When couples repeat traditional wedding vows, they say “For as long as we both shall live.” I don’t imagine they’re crossing their fingers behind their backs. Assuming they mean it, why do so many relationships fail? According to the latest stats I’ve seen on heterosexual marriages in America, the chance of finding a lifelong partner now hovers in the neighborhood of a coin toss: 50/50. What does Zen, or any spiritual practice, have to offer that could improve the odds? I think the answer is: A lot.

I think lots of relationships hinge too much of the time on three things – emotional attraction, favorable circumstances, and getting a good deal – while missing the element of relationship as a spiritual practice. What I mean by emotional attraction is some degree of falling in love. The spell of the magic is powerful and it usually continues to fuel the relationship. By favorable circumstances I mean the conditions and circumstances – home, kids, jobs, friends, families – that form a web of connective tissue that helps hold the relationship together. What I mean by getting a good deal is the overall assessment each person makes that the pros (what I’m getting out of the relationship) outweigh the cons.

The spell of emotional attraction is powerful and pleasurable, but people change and the spell may weaken over time. The same is true for favorable conditions and circumstances. Everything changes, and when essential connective tissues dissolve – kids leave home, jobs are lost, families feud, etc. – the relationship that depends on them is threatened. The third element – getting a good deal – is the trickiest.

Among other things, relationships are means to fulfillment, pleasure, satisfaction, and meaning. This expectation is so basic we may never express it out loud to a partner or to ourselves. If we expect no fulfillment, pleasure, satisfaction, or meaning, we look elsewhere. It’s a self-centered calculus, but not necessarily self-centered in a mean or greedy way. It’s self-centered in that we’re seeking positive outcomes for ourselves. We weigh the relationship: How’s this working out for me? Given what I’m putting in and what I’m getting out, is it a good deal for me? What’s the probability the balance of effort and reward will improve in the future?

If we pay close attention, we may discover this calculator to be running more often than we realized, quietly in background mode. We unconsciously tally things up and it’s in a crisis that we notice. When we collide we defend ourselves, assigning fault and blame. Which of us was less considerate? Yes, I admit to my mistake, but what about the fourteen mistakes you made? I can list them. And besides, your mistakes are worse than mine because….and so on.

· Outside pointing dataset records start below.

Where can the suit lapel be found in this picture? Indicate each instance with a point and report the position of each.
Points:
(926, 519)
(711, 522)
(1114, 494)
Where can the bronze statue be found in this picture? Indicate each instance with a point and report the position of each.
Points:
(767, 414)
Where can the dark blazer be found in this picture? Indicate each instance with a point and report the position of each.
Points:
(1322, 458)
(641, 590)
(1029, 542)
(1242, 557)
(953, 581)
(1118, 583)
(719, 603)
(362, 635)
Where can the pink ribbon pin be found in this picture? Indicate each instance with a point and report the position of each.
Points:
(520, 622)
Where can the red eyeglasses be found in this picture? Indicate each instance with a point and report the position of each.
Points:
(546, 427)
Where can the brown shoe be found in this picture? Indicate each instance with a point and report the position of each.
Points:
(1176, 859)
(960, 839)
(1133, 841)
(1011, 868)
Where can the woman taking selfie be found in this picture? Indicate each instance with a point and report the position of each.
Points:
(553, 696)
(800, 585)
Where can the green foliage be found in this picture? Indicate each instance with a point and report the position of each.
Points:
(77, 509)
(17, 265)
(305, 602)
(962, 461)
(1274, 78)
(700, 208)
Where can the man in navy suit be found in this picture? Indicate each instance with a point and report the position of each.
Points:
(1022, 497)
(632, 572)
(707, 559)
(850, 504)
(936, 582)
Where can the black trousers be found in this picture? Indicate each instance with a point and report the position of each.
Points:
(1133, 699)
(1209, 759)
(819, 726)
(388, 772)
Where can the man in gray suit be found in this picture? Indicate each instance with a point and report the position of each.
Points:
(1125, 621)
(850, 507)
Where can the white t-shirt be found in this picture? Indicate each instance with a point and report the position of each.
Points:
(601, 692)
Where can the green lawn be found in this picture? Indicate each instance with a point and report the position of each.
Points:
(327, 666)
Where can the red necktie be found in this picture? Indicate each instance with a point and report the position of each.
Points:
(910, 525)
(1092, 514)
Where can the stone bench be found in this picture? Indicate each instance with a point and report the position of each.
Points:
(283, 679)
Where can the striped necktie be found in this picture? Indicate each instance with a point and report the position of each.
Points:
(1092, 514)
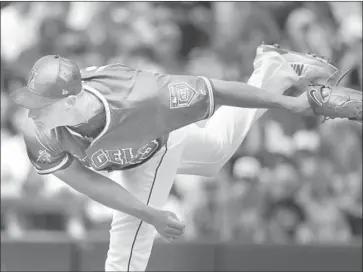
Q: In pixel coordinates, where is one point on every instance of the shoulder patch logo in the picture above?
(44, 156)
(181, 95)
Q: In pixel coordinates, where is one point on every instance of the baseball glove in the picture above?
(335, 102)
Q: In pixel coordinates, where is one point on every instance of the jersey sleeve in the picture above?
(181, 99)
(44, 151)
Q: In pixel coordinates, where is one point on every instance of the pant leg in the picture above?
(131, 240)
(208, 149)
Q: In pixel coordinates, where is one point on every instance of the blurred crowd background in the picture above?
(293, 179)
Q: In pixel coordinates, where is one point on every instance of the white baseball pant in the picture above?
(189, 150)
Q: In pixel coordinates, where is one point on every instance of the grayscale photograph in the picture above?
(181, 136)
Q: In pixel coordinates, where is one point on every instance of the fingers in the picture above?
(176, 224)
(325, 92)
(172, 231)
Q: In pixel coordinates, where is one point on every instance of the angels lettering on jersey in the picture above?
(140, 108)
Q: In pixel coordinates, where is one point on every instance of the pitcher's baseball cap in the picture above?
(52, 78)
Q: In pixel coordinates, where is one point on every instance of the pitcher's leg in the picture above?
(131, 240)
(209, 148)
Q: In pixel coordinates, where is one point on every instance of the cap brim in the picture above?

More distressingly, the stress, dissatisfaction, and unhappiness that has been building up over time, may be quite unknown to us. We may be out of touch with our own feelings, in which case, there is simply an explosion of some kind that injures or even destroys the relationship.

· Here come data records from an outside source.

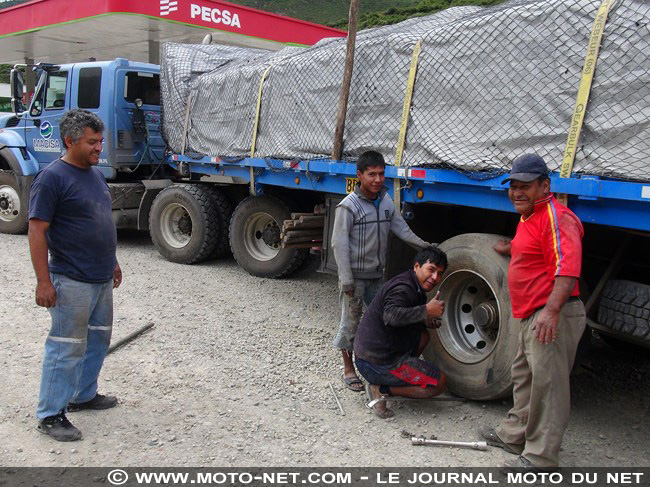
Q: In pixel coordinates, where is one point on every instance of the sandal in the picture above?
(350, 382)
(378, 404)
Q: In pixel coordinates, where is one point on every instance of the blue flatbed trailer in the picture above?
(595, 200)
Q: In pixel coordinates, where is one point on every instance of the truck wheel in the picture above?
(255, 238)
(625, 309)
(13, 208)
(223, 207)
(477, 342)
(183, 224)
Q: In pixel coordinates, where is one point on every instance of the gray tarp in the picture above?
(491, 84)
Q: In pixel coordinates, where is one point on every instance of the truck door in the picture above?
(42, 121)
(138, 144)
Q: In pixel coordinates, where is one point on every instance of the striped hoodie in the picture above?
(360, 236)
(547, 244)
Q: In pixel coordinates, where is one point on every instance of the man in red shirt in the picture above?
(543, 281)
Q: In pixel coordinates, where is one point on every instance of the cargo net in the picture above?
(491, 83)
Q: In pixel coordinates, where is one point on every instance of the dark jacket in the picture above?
(393, 322)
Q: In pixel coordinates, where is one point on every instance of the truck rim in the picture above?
(176, 225)
(471, 320)
(9, 204)
(262, 236)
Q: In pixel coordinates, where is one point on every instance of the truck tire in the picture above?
(223, 207)
(183, 223)
(625, 309)
(478, 339)
(255, 238)
(13, 206)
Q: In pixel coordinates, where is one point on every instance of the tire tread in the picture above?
(625, 309)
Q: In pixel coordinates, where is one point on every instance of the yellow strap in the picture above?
(583, 92)
(406, 110)
(255, 127)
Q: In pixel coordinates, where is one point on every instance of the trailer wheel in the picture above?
(255, 238)
(477, 342)
(183, 224)
(13, 207)
(625, 309)
(223, 207)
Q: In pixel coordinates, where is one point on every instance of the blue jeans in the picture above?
(365, 291)
(82, 321)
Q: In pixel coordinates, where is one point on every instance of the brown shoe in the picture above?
(523, 464)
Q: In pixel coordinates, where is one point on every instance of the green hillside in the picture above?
(323, 12)
(373, 12)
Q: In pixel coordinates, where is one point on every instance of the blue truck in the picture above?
(203, 207)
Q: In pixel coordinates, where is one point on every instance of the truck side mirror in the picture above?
(17, 84)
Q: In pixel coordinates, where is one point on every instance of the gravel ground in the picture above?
(235, 372)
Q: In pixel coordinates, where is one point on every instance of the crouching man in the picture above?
(393, 333)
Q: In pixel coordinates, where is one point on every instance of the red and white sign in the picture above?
(211, 14)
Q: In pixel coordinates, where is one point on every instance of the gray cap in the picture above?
(526, 168)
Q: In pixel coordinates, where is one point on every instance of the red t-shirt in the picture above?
(547, 244)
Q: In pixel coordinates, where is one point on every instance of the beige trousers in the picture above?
(542, 401)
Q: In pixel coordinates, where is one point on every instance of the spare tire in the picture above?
(625, 310)
(478, 339)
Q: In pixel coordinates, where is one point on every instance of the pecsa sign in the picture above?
(215, 15)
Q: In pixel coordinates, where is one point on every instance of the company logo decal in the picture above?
(46, 130)
(215, 15)
(167, 6)
(47, 145)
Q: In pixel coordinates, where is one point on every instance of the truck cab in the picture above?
(124, 94)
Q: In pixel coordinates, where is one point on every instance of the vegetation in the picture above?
(394, 15)
(373, 12)
(334, 13)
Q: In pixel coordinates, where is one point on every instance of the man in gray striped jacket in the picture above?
(360, 239)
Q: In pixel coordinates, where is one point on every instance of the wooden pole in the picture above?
(347, 79)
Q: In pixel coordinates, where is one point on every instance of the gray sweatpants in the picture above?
(541, 394)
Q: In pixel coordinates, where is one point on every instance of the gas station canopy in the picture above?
(64, 31)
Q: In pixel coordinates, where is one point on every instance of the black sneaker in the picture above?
(59, 428)
(98, 402)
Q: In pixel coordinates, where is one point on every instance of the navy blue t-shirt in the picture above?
(77, 204)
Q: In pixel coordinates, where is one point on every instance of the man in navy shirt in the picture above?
(70, 215)
(393, 333)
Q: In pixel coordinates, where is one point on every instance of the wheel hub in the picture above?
(471, 321)
(176, 225)
(262, 236)
(185, 225)
(271, 235)
(485, 315)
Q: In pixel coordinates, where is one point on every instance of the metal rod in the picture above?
(474, 445)
(347, 79)
(128, 338)
(336, 397)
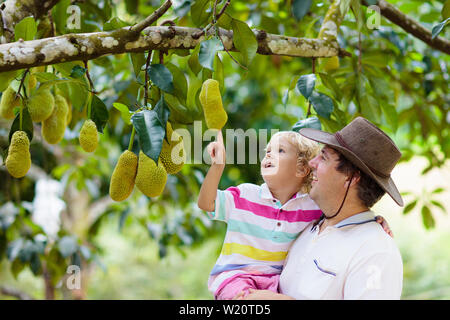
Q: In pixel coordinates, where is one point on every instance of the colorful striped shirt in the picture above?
(259, 230)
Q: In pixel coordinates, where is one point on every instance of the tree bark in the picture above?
(88, 46)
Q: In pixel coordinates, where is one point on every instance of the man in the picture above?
(346, 254)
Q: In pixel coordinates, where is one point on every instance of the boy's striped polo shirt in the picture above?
(259, 230)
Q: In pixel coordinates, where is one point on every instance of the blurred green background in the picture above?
(165, 247)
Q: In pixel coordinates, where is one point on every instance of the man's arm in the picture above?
(208, 190)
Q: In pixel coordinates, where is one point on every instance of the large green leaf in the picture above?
(161, 77)
(305, 84)
(150, 130)
(322, 103)
(26, 29)
(300, 8)
(99, 113)
(244, 40)
(207, 53)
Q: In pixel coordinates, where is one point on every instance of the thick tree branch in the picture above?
(14, 11)
(88, 46)
(411, 26)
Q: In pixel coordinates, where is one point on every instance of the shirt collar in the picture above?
(266, 194)
(360, 218)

From a Zen perspective, this is the Buddha’s Noble Truths coming in for a landing. It’s the calculus of craving, leading to suffering. Do I think we’re all craven, self-centered creatures, out to maximize gain, even at the expense of the partner we’ve vowed to love and care for? No. It’s not that simple. We all have important and wholesome needs to be met. Intimate long term human relationships encompass a complex web of positive and negative feelings and forces, some conscious and many below the surface. Still, some degree of self-centered orientation is a fact of life, reinforced by a culture which regards the accumulation of “goodies” as one of the highest values.

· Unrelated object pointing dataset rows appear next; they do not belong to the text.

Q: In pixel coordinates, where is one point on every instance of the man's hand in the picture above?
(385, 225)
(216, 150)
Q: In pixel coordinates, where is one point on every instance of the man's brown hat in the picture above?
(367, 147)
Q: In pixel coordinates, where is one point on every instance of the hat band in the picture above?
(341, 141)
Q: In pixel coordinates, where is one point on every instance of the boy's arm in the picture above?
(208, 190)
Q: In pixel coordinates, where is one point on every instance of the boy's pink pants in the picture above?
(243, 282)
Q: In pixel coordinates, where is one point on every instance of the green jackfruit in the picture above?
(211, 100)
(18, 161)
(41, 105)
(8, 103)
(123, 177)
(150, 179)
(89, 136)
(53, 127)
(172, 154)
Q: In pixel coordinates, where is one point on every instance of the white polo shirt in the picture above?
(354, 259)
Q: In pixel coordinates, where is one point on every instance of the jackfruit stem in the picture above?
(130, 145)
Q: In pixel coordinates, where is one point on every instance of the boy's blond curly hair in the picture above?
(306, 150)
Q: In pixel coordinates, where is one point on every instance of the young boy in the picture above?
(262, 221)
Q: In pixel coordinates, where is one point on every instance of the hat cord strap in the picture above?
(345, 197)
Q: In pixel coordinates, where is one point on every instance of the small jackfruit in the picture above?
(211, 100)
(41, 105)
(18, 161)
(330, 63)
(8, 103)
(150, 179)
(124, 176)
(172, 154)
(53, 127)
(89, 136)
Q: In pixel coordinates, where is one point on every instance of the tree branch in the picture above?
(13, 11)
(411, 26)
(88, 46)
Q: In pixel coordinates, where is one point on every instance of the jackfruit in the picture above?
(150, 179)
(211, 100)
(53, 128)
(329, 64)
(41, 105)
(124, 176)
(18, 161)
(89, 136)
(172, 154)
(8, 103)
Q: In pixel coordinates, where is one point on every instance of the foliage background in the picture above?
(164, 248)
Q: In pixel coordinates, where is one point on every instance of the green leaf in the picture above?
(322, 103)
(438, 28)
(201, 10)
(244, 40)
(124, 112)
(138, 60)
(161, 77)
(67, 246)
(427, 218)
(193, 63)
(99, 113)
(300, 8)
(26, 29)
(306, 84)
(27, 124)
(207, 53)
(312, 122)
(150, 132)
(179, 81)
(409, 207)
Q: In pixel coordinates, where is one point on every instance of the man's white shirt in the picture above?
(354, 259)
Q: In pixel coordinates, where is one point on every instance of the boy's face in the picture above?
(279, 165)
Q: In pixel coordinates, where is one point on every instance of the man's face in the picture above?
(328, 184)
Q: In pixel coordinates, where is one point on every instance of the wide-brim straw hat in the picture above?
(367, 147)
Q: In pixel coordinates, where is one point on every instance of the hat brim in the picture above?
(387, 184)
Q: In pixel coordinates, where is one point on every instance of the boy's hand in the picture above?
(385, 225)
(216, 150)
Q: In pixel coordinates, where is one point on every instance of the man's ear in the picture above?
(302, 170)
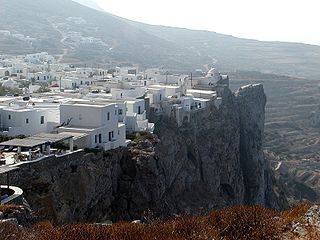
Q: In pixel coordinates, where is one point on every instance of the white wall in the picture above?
(28, 122)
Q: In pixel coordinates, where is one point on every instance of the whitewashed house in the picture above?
(136, 120)
(27, 120)
(98, 121)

From this perspective, it’s interesting to think about the extent to which an intimate relationship can come to resemble a commercial transaction, an implicit trading relationship in which the parties measure, consciously and unconsciously, what they’re getting versus what they’re giving and arrive at a kind of net profit assessment. In relationship terms, instead of calling it profit, it’s called happiness. “I have a happy marriage.” Or, “I have an unhappy marriage.” It’s not so different from the way we relate to many other aspects of our lives, to work, to friendships, to church, to community. It doesn’t mean we never do anything altruistic or kind. It does mean, however, that the calculator can turn whatever we do into a variable in a larger equation that measures whether we’re gaining or losing. In my own life, examining these three elements of relationship have helped me begin to understand the nature and value of a fourth element: intimate relationship as a spiritual practice. More to follow.


Comments

  1. Hope Fellows says:

    I am with you on this. I have for a while been realizing how self-centered relationships are and how in the end it seems to be about getting our needs met while at the same time meeting someone’s needs which can then often led to a conflict of needs. Likewise I ask myself the question is what I get back from my relationship greater or at least equivalent to what I give. Then I realize life cannot be put on a scale and it is in the living together with others and whatever that brings that grows us; and that is in fact,, at least for me, what ‘it’ is all about.

  2. Peter says:

    Thanks for the thoughtful comment.